Take Wap technology with a dose of realism

.Andrew Parker, analyst with Forrester Group, warns that companies should not rush into mobile commerce

.Andrew Parker, analyst with Forrester Group, warns that companies should not rush into mobile commerce

Mobile commerce development is everyone's hot topic at present. Every day brings a deluge of new products and alliances around this field. Suppliers and service providers are raring to go with Wap. Mobile data network plans emerge from every side. But what should e-commerce leaders make of all this? I'm beginning to think they should be taking a deep breath or two.

Mobile data is not a one-shot deal. Even in Europe, where GSM offers a common platform, the migration path is complex. Some providers like Sonera and Orange have already deployed High Speed Circuit-Switched Data (HSCSD) - the first generation of mobile data technology. But for packet-switched data networks that emulate the Internet, and for always-on access, we must wait for General Packet Radio Service (GPRS). This will begin to be widely available in Europe in 2001.
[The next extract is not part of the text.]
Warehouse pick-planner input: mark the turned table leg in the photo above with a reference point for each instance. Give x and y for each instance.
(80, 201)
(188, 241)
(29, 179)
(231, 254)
That's just the start of the story. Beyond GPRS are still further digital standards, leading to genuine broadband networks - perhaps by 2005. Then there's the Bluetooth wireless networking standard for local device connectivity - allowing, for example, a mobile phone to network actively with nearby devices like PCs, shop kiosks, airport information points and more. And I haven't even begun to look at complexities around the interoperability of handsets, or roaming agreements between network operators. This complex picture raises a question mark over current market projections.

I believe that mobile commerce is going to be slower in arriving than many in the industry currently suppose. Leading sectors such as financial services and the media will find true commerce applications the soonest. Many others will use mobile networks more to support e-commerce - maintaining the connection with the customer by messaging and simple Web applications, rather than conducting transactions. This will add plenty of customer-enticing functionality until more powerful hybrid phone/ personal digital assistant devices and better security make transactions more feasible for all.

I'm arguing for a strong dose of realism. While mobile e-commerce will be huge in time, no company should accept offers of the moon before testing the kind of cheese it's made of.